For the first 8 months of her life RB was content to lie in one spot on the floor, now she is making it clear that she will NOT be held back. That includes being unwilling to waste time on the changing table.
I never had to wrestle with BB to changer her diaper. I gave her a toy and she was happy.
RB will resist until we’re both covered in poop, diaper cream and tears. I buckle her down. That one strap across the waist is a joke. A five point harness would be more helpful.
She reaches a hand through her legs toward the poop. I block it. She reaches around to the side. I block it. She strains against the strap and tries to sit up in the poop. I put her back down. I hand her a forbidden barbie. She squeals with delight.
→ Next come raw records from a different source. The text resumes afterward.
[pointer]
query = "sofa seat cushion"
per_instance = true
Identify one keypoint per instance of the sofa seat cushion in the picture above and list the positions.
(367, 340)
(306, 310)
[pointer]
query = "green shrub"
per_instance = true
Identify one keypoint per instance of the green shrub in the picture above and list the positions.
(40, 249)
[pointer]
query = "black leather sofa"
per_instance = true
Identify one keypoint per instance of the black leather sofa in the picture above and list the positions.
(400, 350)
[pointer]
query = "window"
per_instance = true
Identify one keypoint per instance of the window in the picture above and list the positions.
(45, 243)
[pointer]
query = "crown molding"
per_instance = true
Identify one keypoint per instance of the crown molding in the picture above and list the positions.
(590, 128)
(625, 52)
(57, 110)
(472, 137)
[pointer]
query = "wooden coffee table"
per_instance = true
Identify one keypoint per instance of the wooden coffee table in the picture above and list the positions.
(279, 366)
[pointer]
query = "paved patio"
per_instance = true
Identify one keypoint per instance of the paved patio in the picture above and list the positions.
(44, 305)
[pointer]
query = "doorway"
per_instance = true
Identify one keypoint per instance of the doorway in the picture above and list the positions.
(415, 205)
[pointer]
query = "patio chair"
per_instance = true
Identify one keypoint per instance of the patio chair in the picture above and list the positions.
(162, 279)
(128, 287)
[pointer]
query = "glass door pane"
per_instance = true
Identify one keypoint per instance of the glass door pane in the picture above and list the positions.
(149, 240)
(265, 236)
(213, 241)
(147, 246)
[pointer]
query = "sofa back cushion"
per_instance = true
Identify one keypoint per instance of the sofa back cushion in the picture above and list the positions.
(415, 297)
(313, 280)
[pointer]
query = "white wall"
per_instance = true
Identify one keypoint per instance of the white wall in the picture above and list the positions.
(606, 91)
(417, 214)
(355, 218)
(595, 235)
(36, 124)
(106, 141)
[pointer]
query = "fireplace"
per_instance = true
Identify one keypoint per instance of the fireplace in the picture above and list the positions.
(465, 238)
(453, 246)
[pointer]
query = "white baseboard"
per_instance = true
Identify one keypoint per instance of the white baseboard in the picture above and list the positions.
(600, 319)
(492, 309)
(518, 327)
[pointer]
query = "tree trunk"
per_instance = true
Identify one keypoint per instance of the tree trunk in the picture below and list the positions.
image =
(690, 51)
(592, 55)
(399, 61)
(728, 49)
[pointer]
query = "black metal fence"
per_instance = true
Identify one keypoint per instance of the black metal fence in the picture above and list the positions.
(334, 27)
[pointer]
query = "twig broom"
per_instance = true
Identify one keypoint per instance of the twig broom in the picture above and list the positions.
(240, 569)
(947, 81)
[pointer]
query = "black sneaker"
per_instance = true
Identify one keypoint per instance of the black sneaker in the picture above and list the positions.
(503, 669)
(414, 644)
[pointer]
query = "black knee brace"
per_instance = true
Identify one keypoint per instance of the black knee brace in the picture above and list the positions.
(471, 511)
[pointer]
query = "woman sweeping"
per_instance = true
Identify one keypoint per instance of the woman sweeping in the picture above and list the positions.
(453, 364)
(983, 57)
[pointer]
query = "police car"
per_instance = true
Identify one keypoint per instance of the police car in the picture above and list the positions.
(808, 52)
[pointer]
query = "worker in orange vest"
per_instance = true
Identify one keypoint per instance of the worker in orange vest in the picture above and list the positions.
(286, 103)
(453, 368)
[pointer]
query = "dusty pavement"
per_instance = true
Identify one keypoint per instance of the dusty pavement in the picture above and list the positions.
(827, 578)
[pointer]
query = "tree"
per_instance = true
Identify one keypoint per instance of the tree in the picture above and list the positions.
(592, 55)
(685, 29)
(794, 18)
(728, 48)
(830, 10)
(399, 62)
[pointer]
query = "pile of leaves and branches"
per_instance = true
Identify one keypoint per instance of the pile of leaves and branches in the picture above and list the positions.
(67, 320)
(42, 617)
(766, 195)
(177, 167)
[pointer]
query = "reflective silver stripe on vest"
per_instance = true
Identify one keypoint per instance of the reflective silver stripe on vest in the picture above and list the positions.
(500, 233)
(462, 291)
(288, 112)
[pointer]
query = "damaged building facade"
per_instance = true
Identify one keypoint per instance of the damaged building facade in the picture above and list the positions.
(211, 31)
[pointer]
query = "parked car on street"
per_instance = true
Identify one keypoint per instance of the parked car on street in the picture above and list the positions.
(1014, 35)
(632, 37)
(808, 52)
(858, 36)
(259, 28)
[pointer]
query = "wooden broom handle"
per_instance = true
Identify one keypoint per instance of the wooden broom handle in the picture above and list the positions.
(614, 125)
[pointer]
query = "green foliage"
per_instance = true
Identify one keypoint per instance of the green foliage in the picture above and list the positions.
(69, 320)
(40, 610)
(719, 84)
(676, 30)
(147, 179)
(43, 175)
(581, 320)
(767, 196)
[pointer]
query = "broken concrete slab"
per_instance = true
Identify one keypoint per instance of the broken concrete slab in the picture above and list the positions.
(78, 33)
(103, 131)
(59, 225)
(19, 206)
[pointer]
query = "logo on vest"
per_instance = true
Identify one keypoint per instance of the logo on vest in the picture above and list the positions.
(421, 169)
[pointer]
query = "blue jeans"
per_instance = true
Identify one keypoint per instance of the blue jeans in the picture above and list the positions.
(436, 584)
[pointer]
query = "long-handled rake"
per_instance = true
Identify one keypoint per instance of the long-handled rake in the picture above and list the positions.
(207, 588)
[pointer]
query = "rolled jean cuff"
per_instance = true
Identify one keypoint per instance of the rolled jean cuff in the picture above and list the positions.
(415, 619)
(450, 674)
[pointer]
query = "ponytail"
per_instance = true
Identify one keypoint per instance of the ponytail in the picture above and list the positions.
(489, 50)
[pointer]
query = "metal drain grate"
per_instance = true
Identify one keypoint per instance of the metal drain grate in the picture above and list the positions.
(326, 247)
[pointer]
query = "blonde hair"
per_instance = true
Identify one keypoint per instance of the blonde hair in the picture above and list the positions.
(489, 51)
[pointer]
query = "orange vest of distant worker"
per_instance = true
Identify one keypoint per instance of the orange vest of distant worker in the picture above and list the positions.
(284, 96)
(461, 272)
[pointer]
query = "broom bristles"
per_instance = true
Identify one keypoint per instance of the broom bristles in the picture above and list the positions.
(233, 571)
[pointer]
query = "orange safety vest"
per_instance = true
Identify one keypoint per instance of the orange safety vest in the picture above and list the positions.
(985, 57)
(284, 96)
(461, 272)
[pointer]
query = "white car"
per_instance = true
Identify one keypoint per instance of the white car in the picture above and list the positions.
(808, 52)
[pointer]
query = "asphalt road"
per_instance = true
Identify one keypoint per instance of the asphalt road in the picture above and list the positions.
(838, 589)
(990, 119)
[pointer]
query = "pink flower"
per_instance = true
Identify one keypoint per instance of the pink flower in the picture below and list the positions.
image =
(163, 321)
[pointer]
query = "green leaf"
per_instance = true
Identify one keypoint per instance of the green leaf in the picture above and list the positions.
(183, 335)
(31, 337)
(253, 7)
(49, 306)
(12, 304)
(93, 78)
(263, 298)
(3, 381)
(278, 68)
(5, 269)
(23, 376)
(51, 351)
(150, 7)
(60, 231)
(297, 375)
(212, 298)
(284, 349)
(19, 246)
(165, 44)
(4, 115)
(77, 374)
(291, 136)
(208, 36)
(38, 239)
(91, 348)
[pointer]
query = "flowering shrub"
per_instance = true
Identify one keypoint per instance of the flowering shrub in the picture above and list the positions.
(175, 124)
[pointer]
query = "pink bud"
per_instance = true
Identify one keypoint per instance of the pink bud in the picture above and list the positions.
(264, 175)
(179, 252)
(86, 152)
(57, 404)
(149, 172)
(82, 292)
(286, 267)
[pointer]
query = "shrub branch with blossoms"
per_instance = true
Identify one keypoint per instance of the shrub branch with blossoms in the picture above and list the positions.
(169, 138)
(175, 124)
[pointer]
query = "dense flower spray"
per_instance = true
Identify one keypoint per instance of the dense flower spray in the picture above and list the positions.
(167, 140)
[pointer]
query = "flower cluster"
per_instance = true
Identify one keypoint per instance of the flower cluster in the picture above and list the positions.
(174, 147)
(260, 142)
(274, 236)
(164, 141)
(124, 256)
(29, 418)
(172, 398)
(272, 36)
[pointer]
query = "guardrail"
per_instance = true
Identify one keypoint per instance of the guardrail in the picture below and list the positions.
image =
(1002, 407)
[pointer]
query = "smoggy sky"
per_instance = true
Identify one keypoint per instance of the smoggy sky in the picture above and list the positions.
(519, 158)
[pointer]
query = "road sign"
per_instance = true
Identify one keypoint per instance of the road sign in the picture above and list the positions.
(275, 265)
With a false sense of victory I finish wiping. She sneaks a hand down the side and whips her poopy diaper out from under her.
I scream. She looks at me. I ask,
“Is it possible to potty train a one-year-old?”
BB comes running,
“What’s going on?”
I’m losing my mind.
With BB around, RB seems convinced she’s capable of doing everything a 4-year-old can.
BB knows what RB should and shouldn’t be doing and she’s good at letting me know. She’s not as good at preventing it in the first place.
My parenting style varies, but one main tactic is to avoid going near them and only intervene if I hear screaming.
“She’s in the toilet!”
I remove the baby from the toilet and remind BB to close the bathroom door.
“She’s on the couch!”
Awhile later I hear,
“No no no, don’t do that! Mom she’s going to fall on her head!”
BB has been sliding down an overturned chair head first and RB has decided it’s a good idea to follow suit.
It’s not lost on me that BB may be instigating some of this. She does not always have her sister’s best interests at heart.
And before anyone says more supervision is key, which it is. BB headed into her first birthday with a giant gash above her eye that required a trip to the emergency room. So that’s what constant supervision got me.
All RB has is a small scab on the side of her head which makeup covered up perfectly for portraits the other day.